REMNANTS: By Lori Titus

It’s a bright, sunny California day. The beginning of autumn always comes with a softening of the bright white heat.  Warmth seeps into my skin, the wind moves through the trees.

My friend is beside me. As I look into his face, I see all the imperfections that I had not seen since we last met. He’s older now than he used to be, of course. Years have passed. But he is still a young man. There are a few strands of silver in his dark hair, and one might think them blond if not looking closely. There is some pain in his eyes, though he smiles at me. These are his best feature, the thing that attracted me the most to begin with. Today they are a clear blue, but I have seen them a dark brown before. Fine lines hang between his brows, and lay like ghosts at the edges of his eyes.

He speaks to me, and I am drawn in by his words. More truly, by the sound of his voice. This familiar brand of gruff tenderness that is always in his tone. I recognize it. This is the way I’d always wanted a man to speak to me, and how I remembered it.

“Would you like this?” I ask.

He opens his hands. I avert my eyes from his.

I handle the rosary carefully, placing the string of beads in his palm.  The blue green of the beads reflects against my skin. I have words brewing in the back of my head, but these I cannot share with him.

If I am earth, these stones are sky and water, infinite things that only God could create.

Even worse, he may already know. I was never able to hide anything from him in the past.  There are secrets that only he knows, and in that knowledge, he has never found it neccessary to speak them between us.

He turns the rosary carefully.  I tell him in a rush of nervous words that I had no time to bring anything else, but I hope that he takes care of this.  I see him frown as he realizes that the crucifix is no longer attached to the beads.

But the cross itself is the most important piece, and the reason that I had not tossed it away. The symbol of Christ is separated from the whole. And yet I love this keepsake more for that.

 Here lies my heart. And the symbol of my battered faith.

The sadness in his eyes deepens, though he tries to hide it. He says comforting things to me. He speaks of the past, and of our favorite summer. How we were careless, but that he could never regret it, anyway.

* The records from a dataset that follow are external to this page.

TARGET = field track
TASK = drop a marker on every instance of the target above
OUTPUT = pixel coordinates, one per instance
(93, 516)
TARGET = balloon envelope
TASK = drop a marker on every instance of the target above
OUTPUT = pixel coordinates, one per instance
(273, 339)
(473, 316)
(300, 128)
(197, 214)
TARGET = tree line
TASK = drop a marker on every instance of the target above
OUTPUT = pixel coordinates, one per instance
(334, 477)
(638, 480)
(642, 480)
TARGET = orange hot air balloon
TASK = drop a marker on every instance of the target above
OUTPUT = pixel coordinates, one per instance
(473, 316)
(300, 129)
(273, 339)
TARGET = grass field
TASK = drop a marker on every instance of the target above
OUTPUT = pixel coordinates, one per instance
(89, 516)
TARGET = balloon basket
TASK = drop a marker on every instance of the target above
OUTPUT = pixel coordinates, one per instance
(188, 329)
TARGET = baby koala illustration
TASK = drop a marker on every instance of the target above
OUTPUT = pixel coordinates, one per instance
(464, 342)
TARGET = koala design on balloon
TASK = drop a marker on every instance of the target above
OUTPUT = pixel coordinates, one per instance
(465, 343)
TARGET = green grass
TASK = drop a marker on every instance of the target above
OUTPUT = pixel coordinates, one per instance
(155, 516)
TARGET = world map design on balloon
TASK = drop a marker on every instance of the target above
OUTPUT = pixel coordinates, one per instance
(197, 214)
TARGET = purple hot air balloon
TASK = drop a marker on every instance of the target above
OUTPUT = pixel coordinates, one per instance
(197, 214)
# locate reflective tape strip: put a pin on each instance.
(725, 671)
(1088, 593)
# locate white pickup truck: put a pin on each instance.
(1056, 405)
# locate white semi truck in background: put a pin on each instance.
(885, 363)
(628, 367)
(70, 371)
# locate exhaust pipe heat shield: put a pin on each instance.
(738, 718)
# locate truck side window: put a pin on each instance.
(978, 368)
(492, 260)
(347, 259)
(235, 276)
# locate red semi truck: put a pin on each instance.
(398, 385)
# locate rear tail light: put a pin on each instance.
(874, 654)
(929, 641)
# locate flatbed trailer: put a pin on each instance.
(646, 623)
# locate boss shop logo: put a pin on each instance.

In his car, we speed down the interstate. We travel over hills, and down into valleys, only to feel the pressure as the car winds upwards again. Even with my eyes closed, I knew this route by heart. We were going home.

We do not bother listening to music. Sometimes he sings beneath his breath, and it does not even bother me that the key is not quite right. The affection is still there, that bit of tremor. It sounds better than any melody I know.

His hand moves away from the steering wheel to clutch mine. His fingers are warm and familiar.

When we reach the sea, we climb out of the car.

The majesty of the ocean and the blue sky makes me feel insignificant. He falls into stride beside me. He is staring at his feet, but I keep my eyes averted from him as well. I feel the heaviness of the sand. With each step I feel a little  tired.

I can’t speak. There are tears in my eyes.

When he does look at me again, I feel his stare, and have no choice but to look at him. There are tears in his eyes as well.

“I love you,” he says. “I was wrong. But I thought I’d have a chance to tell you.”

I feel something inside me moving. Pulling me.

I turn away from him, and look out into the water. I am thin as air. I am part of this now, the sea and the sky, this spot where I drew my last breath. The place where I’d welcomed my death.

Time for me to return home.

My lover stands alone on the shore. He cannot follow me.

He stands with the remnants of my broken faith in his hands.